1 Introduction

General purpose Twitter sentiment analysis was introduced as a new sentiment classification task by Haldenwang and Vornberger (2015). The main difference to other popular Twitter sentiment analysis tasks – such as SemEval, Nakov et al. (2016) – lies in the omission of filtering the Twitter stream with regard to certain topics or types of messages. Hence, the data set consists of a representative sample of the public Twitter stream, which is relevant for applications such as monitoring the sentiment of individuals, regions or the general, unfiltered public Twitter stream.

Systems based on deep neural networks are prevalent in the related Twitter sentiment analysis tasks (Deriu et al. 2016, Rouvier and Favre 2016, Xu et al. 2016). Therefore, it seems reasonable to investigate their feasibility for general purpose Twitter sentiment analysis.

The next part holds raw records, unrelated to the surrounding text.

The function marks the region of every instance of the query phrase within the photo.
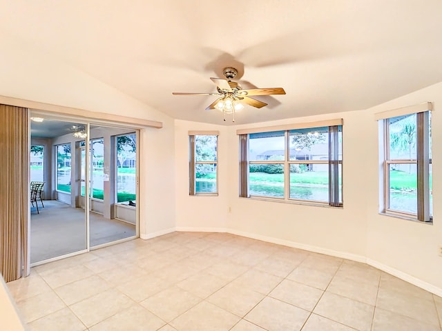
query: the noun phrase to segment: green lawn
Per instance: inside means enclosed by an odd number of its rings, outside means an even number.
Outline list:
[[[361,174],[363,176],[363,174]],[[408,174],[403,171],[390,172],[390,187],[394,190],[417,188],[416,174]],[[258,184],[263,183],[284,183],[284,174],[267,174],[265,172],[251,172],[251,182]],[[430,176],[431,183],[431,176]],[[329,174],[327,171],[306,171],[300,174],[291,174],[290,182],[305,184],[327,185]],[[266,185],[267,186],[267,185]]]
[[[66,192],[70,193],[70,185],[66,184],[58,184],[57,189],[59,191]],[[82,188],[82,195],[84,195],[84,188]],[[103,190],[93,189],[93,197],[95,199],[103,199],[104,194]],[[127,192],[120,192],[117,194],[117,202],[125,202],[133,201],[135,202],[136,199],[136,194],[128,193]]]
[[[431,178],[430,178],[431,183]],[[405,171],[393,170],[390,172],[390,187],[394,190],[417,188],[417,175]]]
[[[250,181],[284,183],[284,174],[267,174],[266,172],[251,172]],[[329,173],[327,171],[306,171],[300,174],[291,173],[290,183],[328,185]]]
[[[119,174],[133,174],[137,173],[137,170],[135,168],[118,168],[117,172]]]

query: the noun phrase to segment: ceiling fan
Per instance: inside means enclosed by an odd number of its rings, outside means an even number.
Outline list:
[[[282,88],[251,88],[242,90],[240,84],[231,79],[238,74],[238,70],[232,67],[224,68],[222,74],[226,77],[211,78],[211,80],[216,84],[217,93],[186,93],[173,92],[173,95],[218,95],[218,99],[211,103],[206,110],[218,109],[224,114],[224,120],[226,120],[226,114],[232,114],[232,121],[235,121],[235,112],[241,110],[244,108],[244,103],[250,105],[257,108],[267,106],[265,102],[251,98],[253,95],[269,95],[285,94]]]

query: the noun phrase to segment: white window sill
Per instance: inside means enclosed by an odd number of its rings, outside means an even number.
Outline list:
[[[411,221],[412,222],[415,222],[415,223],[422,223],[422,224],[427,224],[427,225],[433,225],[433,221],[430,221],[428,222],[423,222],[422,221],[419,221],[417,219],[414,218],[414,217],[408,217],[406,215],[400,215],[398,214],[393,214],[391,212],[379,212],[380,215],[382,216],[387,216],[389,217],[393,217],[395,219],[405,219],[405,221]]]

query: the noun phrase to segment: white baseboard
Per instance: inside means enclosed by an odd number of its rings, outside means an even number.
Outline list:
[[[372,260],[371,259],[367,259],[367,264],[372,265],[374,268],[379,269],[380,270],[385,271],[387,274],[395,276],[400,278],[403,281],[405,281],[410,284],[415,285],[418,288],[423,288],[425,291],[430,292],[436,295],[442,297],[442,288],[439,288],[437,286],[434,286],[426,281],[423,281],[419,278],[416,278],[405,272],[394,269],[394,268],[389,267],[387,265],[383,264],[377,261]]]
[[[225,233],[227,230],[225,228],[195,228],[191,226],[177,226],[177,231],[182,232],[222,232]]]
[[[156,232],[140,234],[140,237],[142,239],[151,239],[155,237],[162,236],[163,234],[167,234],[168,233],[174,232],[175,231],[175,228],[170,228],[169,229],[162,230],[161,231],[157,231]]]
[[[329,250],[327,248],[323,248],[321,247],[313,246],[311,245],[306,245],[305,243],[296,243],[294,241],[290,241],[288,240],[280,239],[278,238],[274,238],[272,237],[261,236],[259,234],[255,234],[253,233],[244,232],[242,231],[238,231],[236,230],[229,230],[229,233],[232,234],[237,234],[238,236],[247,237],[253,239],[261,240],[262,241],[267,241],[269,243],[276,243],[278,245],[283,245],[285,246],[293,247],[294,248],[299,248],[300,250],[308,250],[309,252],[314,252],[315,253],[325,254],[326,255],[330,255],[332,257],[340,257],[341,259],[346,259],[347,260],[356,261],[356,262],[366,263],[367,259],[365,257],[356,254],[347,253],[345,252],[339,252],[338,250]]]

Acquiring a sufficient amount of manually annotated data for the training of deep neural networks to perform the aforementioned task is very labor intensive. One possibility to deal with low amounts of manually annotated data is the use of distant supervision approaches based upon emoticons as originally introduced by Pak and Paroubek (2010). Distant supervision has already successfully been used in the training process of various deep learning architectures for Twitter sentiment analysis (Severyn and Moschitti 2015, Deriu et al. 2016, Xu et al. 2016).

While noisy labels based on emoticons provide a good starting point for the training of a deep learning system, it is probably beneficial to use manually annotated training data for the specific task to achieve satisfying results.

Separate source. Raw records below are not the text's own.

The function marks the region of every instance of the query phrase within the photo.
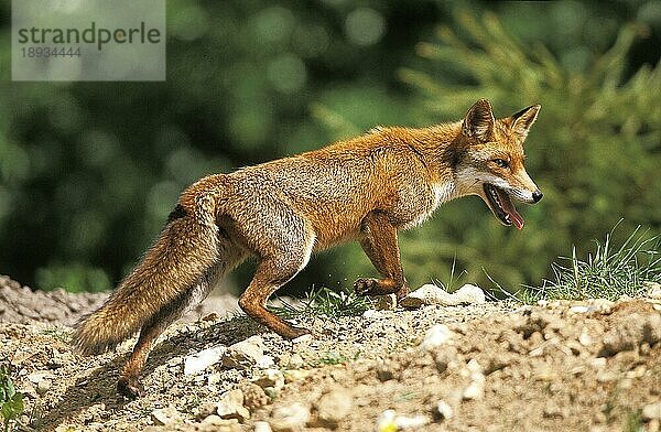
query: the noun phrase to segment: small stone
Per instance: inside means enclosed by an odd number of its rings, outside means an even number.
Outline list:
[[[618,375],[610,370],[599,370],[597,372],[598,382],[611,382],[618,379]]]
[[[275,366],[275,360],[271,356],[262,356],[257,360],[257,367],[260,369],[269,369]]]
[[[266,388],[273,388],[278,391],[284,387],[284,375],[278,369],[267,369],[261,376],[252,380],[256,385]]]
[[[453,346],[445,347],[434,353],[434,363],[436,364],[436,370],[443,374],[449,365],[457,359],[457,350]]]
[[[386,410],[381,412],[377,420],[377,432],[397,432],[399,430],[394,419],[397,412],[394,410]]]
[[[299,432],[305,429],[310,421],[310,409],[303,403],[274,408],[269,424],[273,432]]]
[[[589,301],[589,312],[599,312],[604,315],[608,315],[613,312],[613,306],[615,302],[611,302],[608,299],[593,299]]]
[[[587,334],[587,332],[584,330],[583,332],[581,332],[581,336],[578,336],[578,343],[583,346],[590,346],[594,343],[594,341],[589,336],[589,334]]]
[[[305,360],[303,360],[303,357],[301,357],[299,353],[292,354],[288,367],[290,369],[301,369],[303,366],[305,366]]]
[[[322,396],[315,408],[319,425],[336,429],[339,422],[351,413],[354,396],[345,389],[334,390]]]
[[[661,283],[644,281],[642,287],[646,289],[646,295],[650,299],[661,300]]]
[[[440,400],[436,402],[434,415],[437,417],[438,420],[449,420],[454,415],[454,411],[449,403],[444,400]]]
[[[226,352],[225,345],[218,345],[187,356],[184,359],[184,375],[196,375],[209,366],[220,363]]]
[[[267,396],[264,390],[253,382],[243,382],[239,385],[239,388],[243,392],[243,406],[249,411],[253,411],[271,402],[271,398]]]
[[[237,419],[242,422],[250,418],[250,412],[243,407],[243,392],[239,389],[226,391],[216,403],[216,413],[224,420]]]
[[[589,307],[584,306],[584,305],[576,305],[576,306],[570,307],[570,312],[573,312],[573,313],[586,313],[588,311],[589,311]]]
[[[173,407],[158,408],[152,411],[151,419],[154,424],[163,426],[182,420],[180,412]]]
[[[47,378],[42,379],[36,385],[36,392],[41,396],[45,395],[51,389],[51,385],[52,385],[52,381],[50,379],[47,379]]]
[[[312,341],[312,335],[311,334],[306,334],[303,336],[299,336],[295,339],[292,339],[292,344],[297,345],[297,344],[306,344],[310,343]]]
[[[383,316],[383,313],[373,309],[368,309],[367,311],[362,312],[362,317],[366,320],[380,318],[381,316]]]
[[[53,374],[50,370],[37,370],[28,374],[28,380],[34,385],[37,385],[46,378],[53,378]]]
[[[642,420],[661,420],[661,402],[650,403],[642,407]]]
[[[483,304],[487,301],[481,288],[466,283],[451,295],[455,296],[457,304]]]
[[[264,342],[259,336],[251,336],[227,348],[223,356],[223,366],[237,369],[249,369],[264,356]]]
[[[310,377],[310,370],[305,370],[305,369],[285,370],[283,372],[283,375],[284,375],[284,382],[302,381],[305,378]]]
[[[397,295],[375,295],[371,296],[373,303],[372,306],[377,311],[392,311],[397,307]]]
[[[271,425],[266,421],[256,421],[254,432],[272,432],[272,429]]]
[[[432,350],[438,346],[449,343],[453,338],[453,332],[445,324],[436,324],[426,331],[420,348]]]
[[[427,283],[411,292],[400,301],[404,307],[421,307],[426,304],[456,306],[459,304],[480,304],[486,301],[485,292],[476,285],[465,284],[449,294],[441,287]]]

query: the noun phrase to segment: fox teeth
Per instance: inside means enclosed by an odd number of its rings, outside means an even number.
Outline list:
[[[489,193],[491,194],[494,202],[496,204],[498,204],[498,208],[501,209],[502,212],[505,212],[505,208],[502,208],[502,204],[500,204],[500,199],[498,198],[498,194],[496,193],[496,190],[492,187],[489,187]],[[508,219],[509,219],[509,216],[508,216]]]

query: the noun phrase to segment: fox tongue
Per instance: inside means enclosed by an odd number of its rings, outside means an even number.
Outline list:
[[[510,197],[507,196],[507,194],[505,193],[500,193],[500,191],[498,191],[498,195],[500,197],[500,204],[502,204],[502,209],[509,215],[514,226],[518,229],[523,229],[523,218],[521,217],[519,212],[517,212],[517,208],[512,204]]]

A common approach to reduce the manual effort is active learning. Settles (2010) summarizes the idea of active learning as follow: “[...] a machine learning algorithm can achieve greater accuracy with fewer training labels if it is allowed to choose the data from which it learns [...]”. Given a large corpus of unlabeled data points, the learner may choose the samples from which it hopes to gain the most insights from. The labels of the chosen data points are queried from an oracle, in this case a human annotator. The remainder of this paper describes a study the authors conducted to assess the feasibility of various metrics for measuring the potential information gain for unlabeled samples and then choosing the samples that are to be annotated.

2 Experimental Setup

In this section we first introduce the initial deep neural network that is the starting point for all experiments and illustrate how it was parametrized. Secondly, the active learning strategies which are evaluated are described. Finally, the experimental procedure is presented.

2.1 Initial Deep Neural Network

The classifier used in these experiments is a convolutional neural network. Its basic architecture is described in Zhang and Wallace (2015). First, the tokenized tweet is transformed into a list of dense word embeddings. The resulting sentence matrix is then convolved with a certain set of filters of potentially varying region sizes. After that, the resulting feature maps, which are vectors describing certain “higher order features” of the tweet, activate a 1-max-pooling layer via a possibly non-linear activation function. Lastly, this pooling layer is densely connected to the output layer using softmax activation and optional dropout regularization. In contrast to Zhang and Wallace (2015), our output layer has three neurons, reflecting the fact that we want to differentiate the three classes positive, negative and uncertain.Footnote 1

All weights of the network were initialized randomly except for the embedding layer, where we used word2vec vectors (cf. Mikolov et al. (2013)) of dimension \(d = 100\) trained on a dataset of approximately 33 million tweets collected between June 2012 and August 2013 by Neubauer (2014). After some minimal preprocessingFootnote 2, this dataset contained 624, 015 unique tokens, of which we used the 200, 000 most frequent ones in the network. The parameters were chosen as follows: The model used was the skip-gram model, the window size was 5 words, the subsampling threshold was \(t = 10^{-5}\); negative sampling was used with \(k = 5\) “noise words” and we ran two iterations of the algorithm. Most of these values were recommended by Mikolov et al. (2013), where one can also find explanations for the parameters. The rest of the network’s hyperparameters was found using a search guided by the best practices laid out in Zhang and Wallace (2015): We first evaluated networks with only one region size \(r \in \{2, 3, 4, 5, 6, 8, 10\}\) and \(n \in \{50, 325, 600\}\) filters. The activation function f between the convolution and pooling layers was chosen from the set {id, tanh, RelUFootnote 3} and the dropout rate (Srivastava et al. 2014) was \(p \in \{0, 0.25, 0.5\}\).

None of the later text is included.